Saturday, August 19, 2017

The Secret Sharer

 Sometimes the absence of a response can be a very wonderful experience or lesson. Today during our group meditation sharing session after the sitting meditation, nobody had too much to say at the end. I felt the calmness of the people there, but at the same time there wasn't much to say after the sitting. I started to talk about gratitude and wanted to read a section from Master Sheng Yen's book shortly thereafter, but somehow I didn't feel that there was a smooth segue, and I also felt the silence of the group. I ended with transfer of merit instead and went off to my class afterward.
   There are many ways to choose to look at moments of silence. Unfortunately, it often feels as though early childhood conditioning has made people associate silence with a lack of completion or even a sense of rejection. But silence opens new doors, in the sense that it asks that people see their connections as deeper than words. There are times, for instance, when sitting with people fills me with a deep joy, which simply cannot be captured in words. Could it be that the silent aspect of  simply being together is much more precious than what we say to each other?

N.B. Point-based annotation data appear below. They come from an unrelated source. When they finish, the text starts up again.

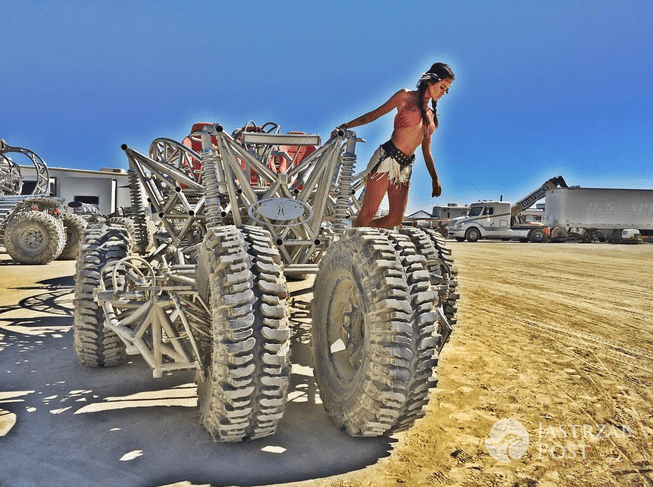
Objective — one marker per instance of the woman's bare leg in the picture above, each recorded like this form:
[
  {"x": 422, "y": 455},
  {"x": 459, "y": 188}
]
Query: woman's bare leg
[
  {"x": 398, "y": 200},
  {"x": 375, "y": 189}
]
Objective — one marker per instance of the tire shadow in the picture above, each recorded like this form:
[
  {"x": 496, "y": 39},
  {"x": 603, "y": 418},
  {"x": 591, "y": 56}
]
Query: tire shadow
[{"x": 119, "y": 426}]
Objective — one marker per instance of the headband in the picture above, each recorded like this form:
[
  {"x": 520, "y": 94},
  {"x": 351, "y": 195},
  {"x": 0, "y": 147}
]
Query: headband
[{"x": 430, "y": 77}]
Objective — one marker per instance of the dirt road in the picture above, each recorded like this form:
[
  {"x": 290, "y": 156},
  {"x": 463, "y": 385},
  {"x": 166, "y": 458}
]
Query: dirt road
[
  {"x": 553, "y": 340},
  {"x": 557, "y": 338}
]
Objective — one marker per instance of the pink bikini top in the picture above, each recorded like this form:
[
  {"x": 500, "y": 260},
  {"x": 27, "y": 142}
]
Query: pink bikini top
[{"x": 409, "y": 115}]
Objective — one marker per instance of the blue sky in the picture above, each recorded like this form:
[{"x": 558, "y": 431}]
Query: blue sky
[{"x": 542, "y": 87}]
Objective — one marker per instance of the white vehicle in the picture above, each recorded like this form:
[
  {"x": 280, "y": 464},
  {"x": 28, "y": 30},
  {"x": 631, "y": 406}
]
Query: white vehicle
[
  {"x": 492, "y": 219},
  {"x": 501, "y": 220},
  {"x": 600, "y": 213}
]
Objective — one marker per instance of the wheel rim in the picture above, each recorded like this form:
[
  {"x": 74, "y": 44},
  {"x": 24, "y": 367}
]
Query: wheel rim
[
  {"x": 34, "y": 239},
  {"x": 346, "y": 330}
]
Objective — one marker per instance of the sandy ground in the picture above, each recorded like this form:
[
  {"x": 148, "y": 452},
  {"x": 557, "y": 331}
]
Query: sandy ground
[{"x": 554, "y": 339}]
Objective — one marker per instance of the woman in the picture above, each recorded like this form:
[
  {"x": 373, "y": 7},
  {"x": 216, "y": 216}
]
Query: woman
[{"x": 390, "y": 167}]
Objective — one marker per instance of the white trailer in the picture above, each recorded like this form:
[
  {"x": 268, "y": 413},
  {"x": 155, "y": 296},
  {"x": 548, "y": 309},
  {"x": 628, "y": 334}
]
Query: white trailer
[
  {"x": 500, "y": 219},
  {"x": 599, "y": 212},
  {"x": 493, "y": 219}
]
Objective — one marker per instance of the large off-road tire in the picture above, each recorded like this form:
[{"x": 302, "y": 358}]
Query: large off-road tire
[
  {"x": 34, "y": 237},
  {"x": 443, "y": 272},
  {"x": 366, "y": 350},
  {"x": 426, "y": 329},
  {"x": 74, "y": 226},
  {"x": 243, "y": 394},
  {"x": 95, "y": 345}
]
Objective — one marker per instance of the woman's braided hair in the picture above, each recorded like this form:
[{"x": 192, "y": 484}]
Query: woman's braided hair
[{"x": 437, "y": 72}]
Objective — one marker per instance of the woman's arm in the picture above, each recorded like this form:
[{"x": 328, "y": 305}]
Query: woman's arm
[
  {"x": 430, "y": 166},
  {"x": 394, "y": 101}
]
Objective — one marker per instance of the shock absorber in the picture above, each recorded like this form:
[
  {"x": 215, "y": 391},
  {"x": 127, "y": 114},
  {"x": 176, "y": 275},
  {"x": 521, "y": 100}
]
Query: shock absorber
[
  {"x": 139, "y": 210},
  {"x": 212, "y": 180},
  {"x": 344, "y": 191}
]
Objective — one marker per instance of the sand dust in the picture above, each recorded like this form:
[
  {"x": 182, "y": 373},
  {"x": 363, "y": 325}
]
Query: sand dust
[{"x": 558, "y": 337}]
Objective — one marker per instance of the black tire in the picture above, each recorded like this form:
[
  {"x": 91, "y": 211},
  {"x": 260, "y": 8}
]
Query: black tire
[
  {"x": 243, "y": 394},
  {"x": 34, "y": 237},
  {"x": 473, "y": 234},
  {"x": 74, "y": 226},
  {"x": 95, "y": 345},
  {"x": 364, "y": 347},
  {"x": 426, "y": 335},
  {"x": 441, "y": 267},
  {"x": 537, "y": 235}
]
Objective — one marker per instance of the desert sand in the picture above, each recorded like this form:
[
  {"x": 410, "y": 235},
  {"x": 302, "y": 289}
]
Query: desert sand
[{"x": 556, "y": 338}]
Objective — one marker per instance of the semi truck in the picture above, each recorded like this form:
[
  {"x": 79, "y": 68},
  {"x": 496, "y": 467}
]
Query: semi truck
[
  {"x": 503, "y": 220},
  {"x": 588, "y": 214}
]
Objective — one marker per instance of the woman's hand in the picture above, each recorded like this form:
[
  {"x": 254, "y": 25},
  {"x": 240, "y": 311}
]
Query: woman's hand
[{"x": 437, "y": 189}]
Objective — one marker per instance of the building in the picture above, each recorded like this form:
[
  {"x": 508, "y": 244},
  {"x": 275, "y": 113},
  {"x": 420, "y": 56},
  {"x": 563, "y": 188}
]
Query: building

   I don't mean to suggest that language should be entirely replaced with silence. In fact, today's episode left me feeling ambiguous about the role of silence in the group's discussion and sharing interactions. I did feel, in fact, that I hadn't prepared enough to create a smooth conversation with the others, and this gave me pause to think about better preparing the sharing topic in the next group meditation. But at the same time, there is room to be together and experience empathic failures without this being necessarily catastrophic to the group relationship. I think this is what meditation is about: being able to weather the different emotions and responses around us without condemning some states or favoring others.
    There are always things that everyone can learn in these moments, but there should never be a sense of blame when we run out of things to say or are in a moment when the wordless is much more heartfelt and needed.